Amid the growing political furore over the way two retired officers passed details to the media, Sir Thomas Winsor said police had an “enduring” duty of confidentiality, even after they had left the service.
In a statement, he said if a serving officer had breached that duty they would face disciplinary action potentially leading to dismissal and, in certain circumstances, criminal charges.
“The special powers which citizens confer on police officers are inseparable from the obligations of special trust placed in police officers to enable them to do their duty,” Sir Thomas said.
“That trust requires every police officer to respect and keep confidential information which they obtain in the course of their duties and which is irrelevant to their inquiries and discloses no criminal conduct.
“The obligation of confidentiality, and the duty not to break trust, is an enduring one. It does not end when a police officer retires.”
Former Greater Manchester chief constable Sir Peter Fahy said the retired officers were entering “dangerous territory” and that the police should stay out of politics.
His warning came after former attorney general Dominic Grieve said the leaks – which have left Mr Green’s political career hanging in the balance – had “the smack of the police state”.
On Friday ex-Scotland Yard detective Neil Lewis told the BBC he was “shocked” at the volume of material found in a 2008 raid on Mr Green’s Westminster office and had “no doubt whatsoever” that it had been amassed by the Tory MP.
The allegations echoed claims made by former Metropolitan Police assistant commissioner Bob Quick, who went public last month with his account of the material discovered during an investigation into Home Office leaks.

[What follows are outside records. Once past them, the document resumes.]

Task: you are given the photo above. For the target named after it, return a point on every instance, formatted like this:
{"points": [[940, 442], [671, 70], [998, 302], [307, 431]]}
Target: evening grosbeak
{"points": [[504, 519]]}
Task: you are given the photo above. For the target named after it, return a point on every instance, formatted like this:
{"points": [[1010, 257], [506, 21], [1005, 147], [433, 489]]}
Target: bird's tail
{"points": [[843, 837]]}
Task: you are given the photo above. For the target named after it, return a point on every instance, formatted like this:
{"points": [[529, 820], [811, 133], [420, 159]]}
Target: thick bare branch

Sir Peter strongly rejected suggestions the men had been acting in the public interest, saying officers had a duty to protect confidentiality of information uncovered in the course of an investigation even after they had retired.
“It is very dangerous territory for a police officer to be making judgements about whether a politician is lying or not.

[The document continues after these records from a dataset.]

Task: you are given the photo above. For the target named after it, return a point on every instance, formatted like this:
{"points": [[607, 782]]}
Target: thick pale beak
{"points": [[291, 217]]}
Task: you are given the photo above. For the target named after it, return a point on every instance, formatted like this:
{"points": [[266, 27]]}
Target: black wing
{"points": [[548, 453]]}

“That should only happen in a criminal investigation and even then ultimately it is for a court to decide,” he told the BBC Radio 4 Today programme.
“Police should also be extremely careful about making judgements about other people’s morality when it is not a matter of crime.
“It is something really central to our democracy that the police are not involved in politics.”
As Conservative MPs rallied round embattled Barry-born colleague Mr Green – who is effectively Theresa May’s deputy prime minister – Mr Grieve said the actions of the exofficers were “very worrying”.
“This can’t be right. They are in flagrant breach of their own code of conduct and practice,” he told BBC2’s Newsnight.
“It has the smack of the police state about it. I find it very worrying.
“We give the police powers that other people do not have. They are not and must not be allowed to abuse those powers.”
However the ex-officers’ decision to go public was defended by former Gloucestershire chief constable Tim Brain.
“Let’s just think about this as a workplace computer and think whether we are happy that people, our MPs, can have this kind of material on what is an official computer,” he told Newsnight.
“Nobody is actually doubting the fact that there is some kind of elec- tronic trace of this material on the computer. So we need to have some answers now this information is in the public domain.”
Mr Green, who is the subject of a Cabinet Office inquiry into alleged inappropriate behaviour towards a young female activist, has denied looking at or downloading porn on the work computer.
Meanwhile, the Metropolitan Police has said it is launching its own inquiry about how information gathered during an investigation was made public.
Mr Lewis said he was involved in analysing the then-opposition immigration spokesman’s computer during the 2008 investigation into Home Office leaks.
He stressed that none of the images were “extreme” but said analysis of the computer suggested they had been viewed “extensively” over a three-month period, sometimes for hours at a time.
Speaking to reporters at his Kent home on Friday, Mr Green said: “I have maintained all along and I still maintain – it is the truth – that I did not download or look at pornography on my computer but obviously while the investigation is going on I can’t say any more.”